7. Concerning the oxidative stress markers, there was a significant increase in MDA levels in G3, G4 and G5 by 226.6%, 188.2% and 170.4%, respectively which were associated with significant decrease in GSH content and catalase activity. Hepatic MDA levels in Cur-NCs and native-Cur-Cs treatments were significantly lowered by -17.2%, -11.2%, -13.6% and -11.2% for G6, G7, G8 and G9, respectively as compared to G2. On the other side, GSH content and CAT enzyme activity were found to be significantly increased in Cur-NCs and Native Cur-Cs treated groups.
8. Regarding liver functions, Ehrlich Ascites Carcinoma (EAC) injection resulted in significant rise in the activities of liver enzymes; namely AST and ALT. CuO-NCs and HS-Cu-NCs treatments exerted hepatotoxic effect as compared with other nanocomplexes treatments. However, Cur-Cu-NCs and Cur-NCs treatments either intratumoral or oral resulted in an improved liver function in G5, G6 and G8 showing superior hepatoprotective effect when compared with chemical treatments. The results of serum ALT and AST activities in different nano-complexes treated groups indicated that Cur-Cu- NCs treatment in G5 was the most effective treatment that caused a significant reduction in serum ALT and AST activities by -63.79% and -64.56%, respectively as compared to G2 (P<0.05).
9. Concerning kidney function, CuO-NCs and HS-Cu-NCs treatments exerted a marked toxic effect on the kidney function as chemical treatments in G3 and G4 couldn’t return serum urea and creatinine levels to the normal level, whereas, there was a significant reduction in serum creatinine to the normal levels in G5 and G6 by -54.22% and -56.63%, respectively, as compared to G2. Also, there was a significant reduction in serum urea levels by -26.89%, -26.27%, -25.89% and -24.56% in G5, G6, G7 and G8, respectively as compared to G2.

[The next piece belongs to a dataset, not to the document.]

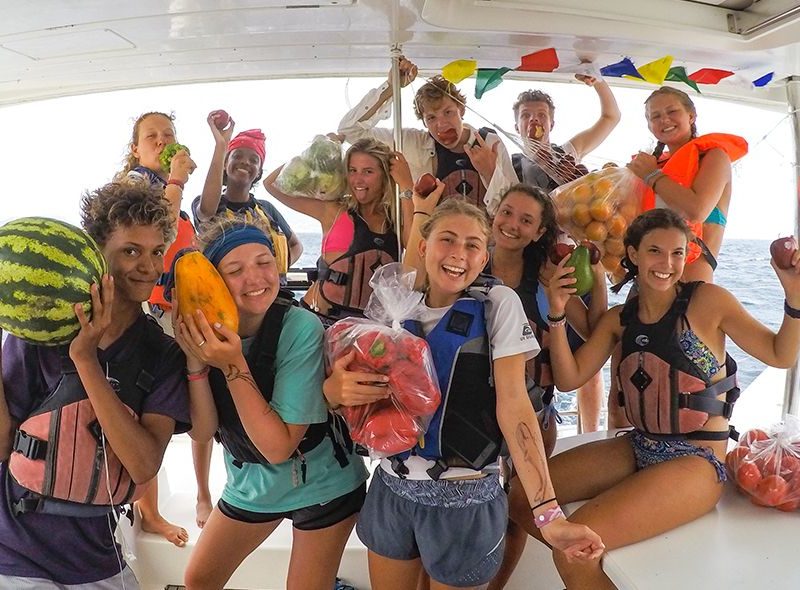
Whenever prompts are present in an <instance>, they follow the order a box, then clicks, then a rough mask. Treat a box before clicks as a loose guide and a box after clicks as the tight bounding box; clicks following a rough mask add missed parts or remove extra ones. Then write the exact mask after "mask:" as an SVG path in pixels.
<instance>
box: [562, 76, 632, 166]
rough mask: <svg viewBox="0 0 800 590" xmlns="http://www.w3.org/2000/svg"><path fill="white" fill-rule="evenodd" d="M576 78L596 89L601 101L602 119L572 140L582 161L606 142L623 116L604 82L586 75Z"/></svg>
mask: <svg viewBox="0 0 800 590" xmlns="http://www.w3.org/2000/svg"><path fill="white" fill-rule="evenodd" d="M575 77H576V78H577V79H578V80H580V81H581V82H583V83H584V84H586V85H587V86H591V87H592V88H594V90H595V92H597V97H598V98H599V99H600V117H599V118H598V119H597V121H595V123H594V125H592V126H591V127H589V128H588V129H584V130H583V131H581V132H580V133H578V134H577V135H576V136H575V137H573V138H572V139H571V140H570V143H571V144H572V147H573V148H575V152H576V153H577V154H578V159H579V160H580V159H582V158H583V157H584V156H585V155H586V154H588V153H589V152H591V151H592V150H594V149H595V148H596V147H597V146H599V145H600V144H601V143H603V142H604V141H605V139H606V138H607V137H608V136H609V134H610V133H611V132H612V131H613V130H614V127H616V126H617V124H618V123H619V121H620V118H621V117H622V116H621V114H620V112H619V107H618V106H617V101H616V99H615V98H614V93H613V92H612V91H611V87H610V86H609V85H608V84H607V83H606V82H605V81H604V80H598V79H597V78H595V77H593V76H587V75H584V74H575Z"/></svg>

10. The consequence of different nanocomplexes treatments on liver, kidney and tumor tissues was assessed by histopathological examination. Results showed that chemical treatments by CuO-NCs and HS-Cu-NCs were effective as antitumor but caused side effects on liver and kidney tissues. However, Cur-NCs and native-Cur-Cs treatments either injected or administered orally exerted no side effects on liver and kidney tissues since Cur-Cu-NCs were the most effective treatment. Microscopic examination of tumor tissues indicated that necrosis was highly observed in solid tumor treated with Cur-Cu-NCs, Cu-NCs (G6), CuO-NCs and HS-Cu-NCs while less necrosis was observed in solid tumor treated with Cur-NCs (G8) and native-Cur-Cs (G7, G9).

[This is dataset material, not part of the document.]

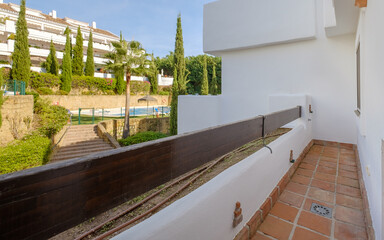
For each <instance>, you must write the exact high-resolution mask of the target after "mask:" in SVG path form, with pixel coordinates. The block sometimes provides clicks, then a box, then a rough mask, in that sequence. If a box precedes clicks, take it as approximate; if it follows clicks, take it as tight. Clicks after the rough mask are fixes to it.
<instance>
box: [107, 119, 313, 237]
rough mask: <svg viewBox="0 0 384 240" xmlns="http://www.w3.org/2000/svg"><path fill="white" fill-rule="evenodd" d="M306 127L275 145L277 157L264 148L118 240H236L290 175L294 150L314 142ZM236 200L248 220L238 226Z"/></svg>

In general, the results of this study showed that the anticancer effect of different nanochemopreventive agents (either chemotherapy or phytochemicals) were more pronounced when nano-drug delivery system was used for treating cancer. Combination of chemopreventive approach utilizes multiple chemopreventive agents at low doses to achieve maximum chemopreventive efficacy with minimum toxicity. In conclusion, all nano-complexes treatments significantly inhibited tumor growth and reduced tumor markers but Cur-Cu nano-complex was the most effective treatment with hepatoprotective and nephroprotective effects.